Detect pulses and render them with p5.js

Downloads

1

Readme

pulsar-detector-p5

Detect pulses and render them with p5.js

Install

Clone this repo then

npm install

Build

npm run build

This uses webpack to bundle all the PULSAR client-side drawing code into dist/pulsar.js which is served up by the web server later. You can also do

npm run watch

to automatically build everything when you make a change

Run

The file generated at lib/index.js should be run in a browser. If you served it to a browser as pulsar.js, put this in the html.

<script src="pulsar.js"></script>

p5 will insert a canvas tag on the page, start receiving pulses from the server and draw its detections.

Make your own drawings

Making your own drawings is a bit like making a p5.js/Processing sketch. There is a setup function (called when the drawing is activated initially), and a draw function (called every frame). Additionally, PULSAR drawings expose another function that indicate whether or not they have finished drawing, allowing the whole drawing to be garbage collected.

To make your own drawings, you need to build an object with prototype like this:

// This prototype must be saved at src/pulses/name-of-drawing.js
var Drawing = function (p5, pulse, config) {
  this.pulse = pulse;
  // The pulse object contains information to customise the drawing.
  // You should mere it with some defaults
  // This drawing will only be used if pulse.name === name-of-drawing
  // Do your setup stuff here. For example, set up a frame counter to
  // track how many frames this has been run for.
  this.framesLeft = 50;
};
Drawing.prototype.draw = function (p5) {
  // This function is called every frame.
  // Do all your frame by frame drawing using the p5 object here.
  // If you wanted to draw a rectangle in the middle of the screen
  // you would do the following:
  p5.rect(p5.windowWidth/2, p5.windowHeight/2, 50, 50);
  this.framesLeft--;
};
Drawing.prototype.done = function () {
  // Return true if this drawing is finished. It will then be cleaned up by
  // the drawing manager. Otherwise return false if you want to keep drawing frames
  if (this.framesLeft <= 0) {
    return true;
  } else {
    return false;
  }
}
module.exports = Drawing;

If you want your drawing to be updatable, add an update function. Usually you would merge the original pulse object that created the drawing with the update pulse. PULSAR provides a function on the p5 object to do this easily.

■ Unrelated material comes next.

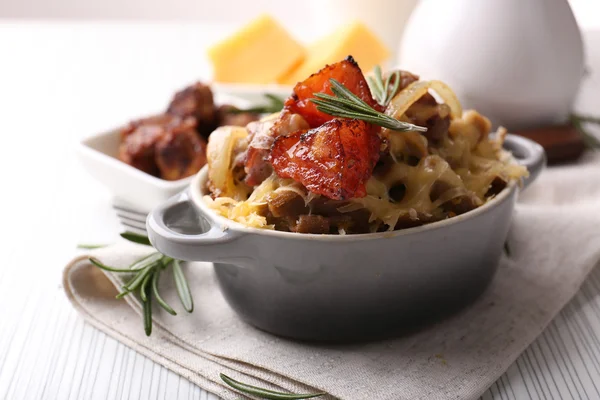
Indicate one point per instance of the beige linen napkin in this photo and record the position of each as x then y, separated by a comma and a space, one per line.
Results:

Drawing.prototype.update = function (p5, pulse, config) {
  p5.pulsar.merge(this.pulse, pulse);
}

Place your drawing in the src/pulses/ directory.

Then, to have the drawing activated on client machines, get lib/transmitter/key-processor.js to emit a pulsar io event when you press a key on the keyboard.

io.emit('pulse', {
  name: 'name-of-drawing',
  // Other configuration options here.